Bjorne Riise ! Il est arrivé en même temps que nous et nous avons effectué ensemble notre première sortie, au club de supporters de Tirlemont. L’ambiance était fantastique et les supporters ont insisté pour que nous dansions sur le podium, une danse compliquée. Bjorne et moi avons fait de notre mieux, en imitant les autres. Pierre a eu plus de chance car sa cavalière connaissait les pas et les gestes à effectuer ! C’est un milieu agréable. La méchanceté y est inexistante. Nous allons souvent à Metz. Nous avons assisté à la fête pour la montée en D1.

Vous avez énormément de livres…

J’aime la lecture, en effet, avec une prédilection pour l’histoire de France. Je ne parle pas d’histoire romancée mais des faits. Sam a eu un cours d’histoire en première candidature. Il portait sur le 19e siècle, la guerre de 1870 et tout ça. J’ai trouvé le sujet passionnant et je me suis plongée dedans.

Vous êtes tous trois des cinéphiles. De qui vient cette passion ?

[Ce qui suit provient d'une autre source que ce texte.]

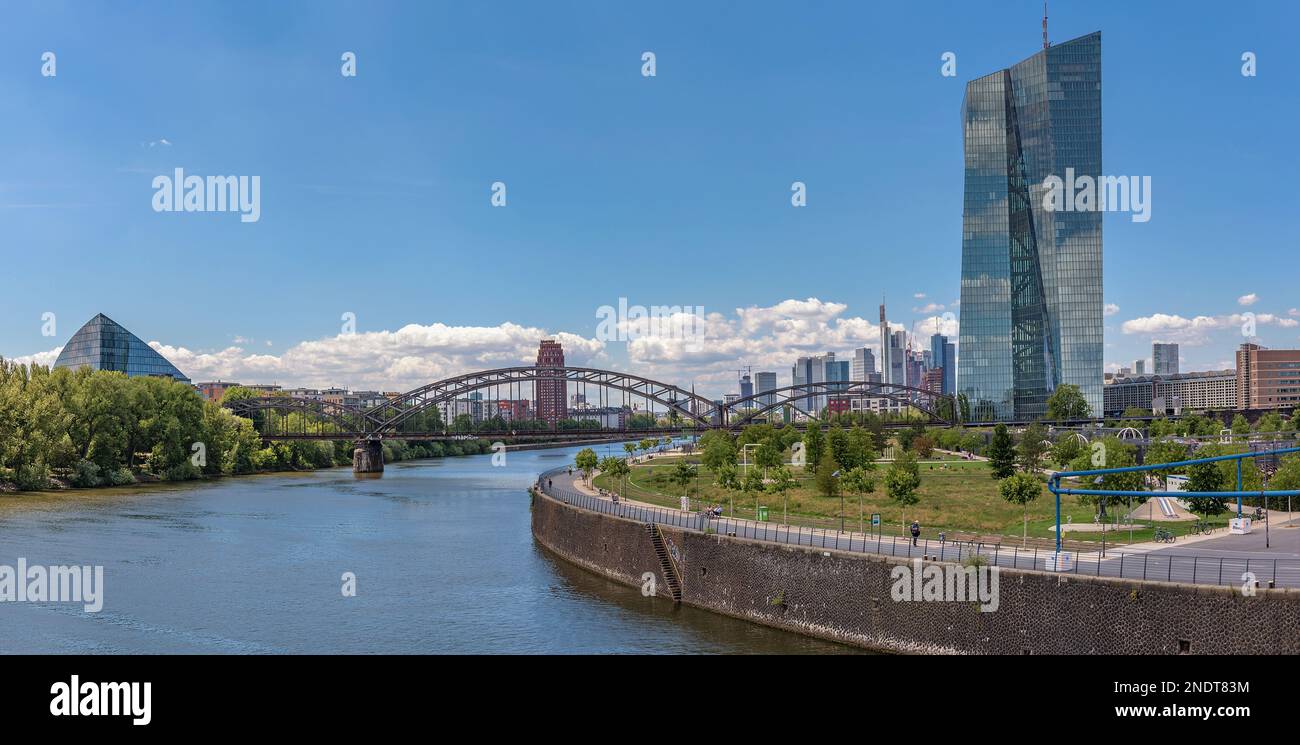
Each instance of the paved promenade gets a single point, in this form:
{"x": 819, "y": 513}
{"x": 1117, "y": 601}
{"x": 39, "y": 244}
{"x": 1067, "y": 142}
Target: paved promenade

Sam nous l’a communiquée. L’option qu’il a choisie l’amène à analyser des films, à les voir sous un angle différent. Nous avons vu de vieux Hitchcock, des films muets ou des contemporains moins commerciaux. C’est grâce à Sam que nous avons découvert les Jacques Tati. Ceci dit, nous regardons aussi les Sous-doués, Julie Lescaut et le Loft. Samuel supportait Thomas et moi Angela. Au fil du temps, on inclut ces gens dans la famille. Nous avons voté. Pierre est bon public. Il s’y est intéressé également et a même suivi le Loft sur internet. Mais nous n’aimons pas Nice People.